Ceux qui vomissent le plus sur la personnalité de tel ou tel romancier sont en général ceux qui ont peur de se retrouver psychiquement à poil à la lecture de ce que ces romanciers écrivent.

Autre hypothèse : le romancier est réellement nul.

07/02/2019 12:12 par cunégonde godot

Trouver le romancier Houellebecq nul me convient : c’est un avis. Respectable. Ce n’est pas le mien, voilà tout...

07/02/2019 12:33 par irae

Ne vous mettez pas la rate au court-bouillon Cunégonde je n’ai jamais réussi à faire abstraction de la personnalité du créateur pour apprécier une oeuvre. Et puis depuis le test angot je me méfie des louanges chantées par la boboïtude à tel ou tel. Mettre de l’argent pour m’ennuyer merci. De l’autre coté du spectre il y a des personnalités qui me sont éminament sympathiques dont l’oeuvre me gonfle, chanteuse Juliette par exemple. Avec houellebec j’ai les 2 et je fais des économies.

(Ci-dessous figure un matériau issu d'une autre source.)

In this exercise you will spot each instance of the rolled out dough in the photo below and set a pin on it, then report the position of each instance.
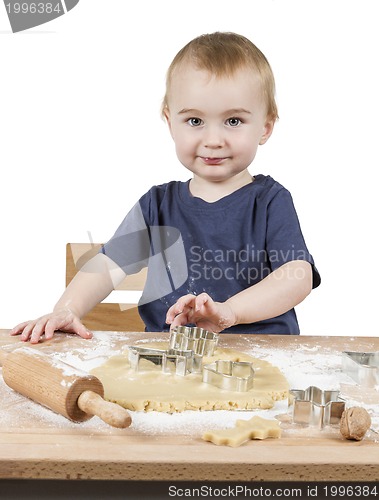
(255, 428)
(151, 389)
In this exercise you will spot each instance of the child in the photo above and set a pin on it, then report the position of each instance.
(224, 250)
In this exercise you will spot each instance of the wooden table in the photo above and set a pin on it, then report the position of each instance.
(81, 453)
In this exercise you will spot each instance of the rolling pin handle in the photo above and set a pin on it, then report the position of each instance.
(111, 413)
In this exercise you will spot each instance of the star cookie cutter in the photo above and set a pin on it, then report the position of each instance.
(202, 342)
(229, 375)
(170, 361)
(314, 406)
(363, 367)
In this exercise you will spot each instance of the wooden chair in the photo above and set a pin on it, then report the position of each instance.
(106, 316)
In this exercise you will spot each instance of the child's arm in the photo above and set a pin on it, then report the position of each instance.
(279, 292)
(97, 278)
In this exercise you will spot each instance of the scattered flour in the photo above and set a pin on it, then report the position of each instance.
(304, 366)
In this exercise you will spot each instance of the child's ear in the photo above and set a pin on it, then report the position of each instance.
(267, 130)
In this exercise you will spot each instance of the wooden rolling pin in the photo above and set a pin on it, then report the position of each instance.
(64, 389)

08/02/2019 08:30 par François de Marseille

Peut être que LGS pourrais faire de la pub au livre de François Begaudeau, histoire de la betise.
Ils l’on invité ici pour en parler, ils regrettent sûrement cette erreur :
https://youtu.be/tamz7uff5gA
Parce que franchement well machin, ca interesse peut être du monde mais pas pour les raisons qui les amènent ici. Sinon, par soucis d’équité, j’écrirai un article sur la dernière maquette du MiG 25 au 1/48 de la marque ICM ou le prochain grand prix moto.

08/02/2019 09:25 par Assimbonanga

Il faut reconnaître qu’une bonne critique littéraire venant de Cunégonde Godot c’est un label de qualité gustative, un critère de choix et une distinction honorifique pour Houellebecq.